The Guardian explores Martin Gayford and Anne Lyles theory that these two portraits, which have been mis-attributed for some time, are of John Constables parents:
If Anne Lyles and Martin Gayford, co-curators of an exhibition on Constable’s portraits opening at the National Portrait Gallery tomorrow, are correct, the man was painted when Constable’s prosperous corn merchant father strongly disapproved of his son’s choice of career as a professional artist – perhaps explaining his intransigent expression. [ . . . ]
Lyles and Gayford’s theory is based on Constable’s letters and family documents, which they pored over, analysing technique, and the fact that the canvas for the mother’s portrait came from a London artist’s supplier he is known to have used at that time.
They believe the portraits date from around 1805, when Constable was 29 and a late starter still learning his trade.
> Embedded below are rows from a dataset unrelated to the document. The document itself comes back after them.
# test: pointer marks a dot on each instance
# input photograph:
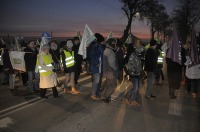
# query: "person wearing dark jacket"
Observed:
(97, 65)
(9, 69)
(109, 70)
(54, 51)
(67, 57)
(150, 67)
(78, 59)
(30, 58)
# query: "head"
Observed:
(53, 44)
(45, 48)
(76, 40)
(112, 43)
(153, 43)
(69, 44)
(99, 37)
(31, 44)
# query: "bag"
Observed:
(134, 65)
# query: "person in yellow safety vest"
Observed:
(68, 62)
(48, 78)
(159, 76)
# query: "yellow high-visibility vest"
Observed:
(160, 58)
(69, 58)
(48, 62)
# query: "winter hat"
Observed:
(110, 41)
(99, 37)
(153, 42)
(45, 46)
(76, 38)
(69, 43)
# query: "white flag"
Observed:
(17, 44)
(2, 41)
(43, 42)
(37, 42)
(78, 34)
(1, 58)
(87, 38)
(17, 60)
(109, 36)
(129, 39)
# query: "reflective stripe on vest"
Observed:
(47, 61)
(69, 58)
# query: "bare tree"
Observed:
(186, 16)
(150, 9)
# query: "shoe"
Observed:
(66, 90)
(94, 97)
(74, 92)
(153, 96)
(173, 97)
(134, 103)
(44, 97)
(194, 95)
(146, 97)
(106, 101)
(57, 97)
(125, 101)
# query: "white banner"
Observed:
(87, 38)
(109, 36)
(17, 60)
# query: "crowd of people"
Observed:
(108, 59)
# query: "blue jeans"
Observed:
(133, 94)
(150, 83)
(33, 81)
(12, 81)
(96, 83)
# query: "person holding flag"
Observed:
(97, 65)
(30, 58)
(68, 62)
(193, 65)
(174, 64)
(78, 59)
(47, 71)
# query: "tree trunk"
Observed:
(126, 31)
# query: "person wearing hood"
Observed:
(9, 69)
(47, 71)
(109, 70)
(78, 59)
(54, 51)
(30, 58)
(68, 62)
(96, 57)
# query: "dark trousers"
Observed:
(174, 80)
(78, 71)
(44, 90)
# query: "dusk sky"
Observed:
(65, 17)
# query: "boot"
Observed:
(74, 91)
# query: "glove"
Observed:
(54, 70)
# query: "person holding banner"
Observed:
(30, 58)
(9, 69)
(67, 58)
(97, 65)
(47, 71)
(78, 59)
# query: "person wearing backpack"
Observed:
(133, 96)
(150, 67)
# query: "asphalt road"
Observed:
(79, 113)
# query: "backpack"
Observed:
(134, 64)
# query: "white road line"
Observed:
(175, 105)
(28, 103)
(5, 122)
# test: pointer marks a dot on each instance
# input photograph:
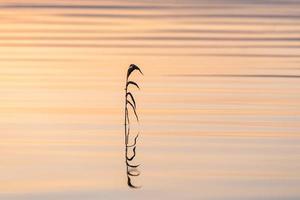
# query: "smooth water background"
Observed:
(219, 105)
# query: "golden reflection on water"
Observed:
(219, 108)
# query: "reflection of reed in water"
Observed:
(130, 146)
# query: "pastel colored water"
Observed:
(219, 105)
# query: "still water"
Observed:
(219, 104)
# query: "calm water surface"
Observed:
(219, 105)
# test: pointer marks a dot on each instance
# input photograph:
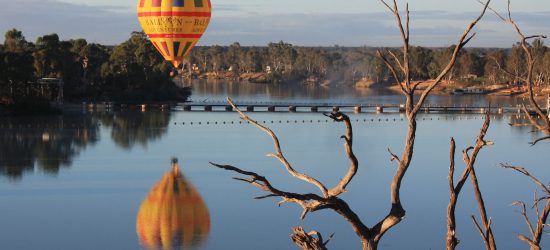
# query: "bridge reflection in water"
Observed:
(328, 107)
(173, 215)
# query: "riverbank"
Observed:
(453, 87)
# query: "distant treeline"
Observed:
(135, 72)
(131, 72)
(288, 62)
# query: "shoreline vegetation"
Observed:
(134, 73)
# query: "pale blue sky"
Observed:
(301, 22)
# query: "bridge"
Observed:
(213, 106)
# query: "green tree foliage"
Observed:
(131, 72)
(15, 64)
(135, 72)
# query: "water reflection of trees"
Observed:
(49, 143)
(129, 128)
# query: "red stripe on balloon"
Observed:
(175, 13)
(158, 48)
(165, 47)
(174, 36)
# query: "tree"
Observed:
(329, 197)
(420, 59)
(16, 64)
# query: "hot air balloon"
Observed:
(173, 215)
(174, 26)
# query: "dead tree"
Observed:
(538, 231)
(539, 119)
(469, 171)
(307, 240)
(329, 198)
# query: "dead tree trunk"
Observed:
(543, 122)
(469, 160)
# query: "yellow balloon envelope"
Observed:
(174, 26)
(173, 215)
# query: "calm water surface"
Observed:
(82, 181)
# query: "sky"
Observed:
(434, 23)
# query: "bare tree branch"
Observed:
(279, 155)
(536, 233)
(348, 145)
(307, 241)
(470, 163)
(530, 72)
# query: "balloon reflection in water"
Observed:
(173, 215)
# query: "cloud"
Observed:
(108, 24)
(35, 18)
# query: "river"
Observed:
(90, 180)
Like two tender tiny views of his parents’ fruit and vegetable gardens in Suffolk, they were among the pictures Constable kept with him all his life.
“I imagine the father barely having the patience to sit for him, snapping ‘Oh get on with it!’ – while his mother was the one person prepared to pose for endless hours for him. She was absolutely devoted to him, her letters to him are full of worries about whether he has got the right clothes and enough to eat,” Lyles said.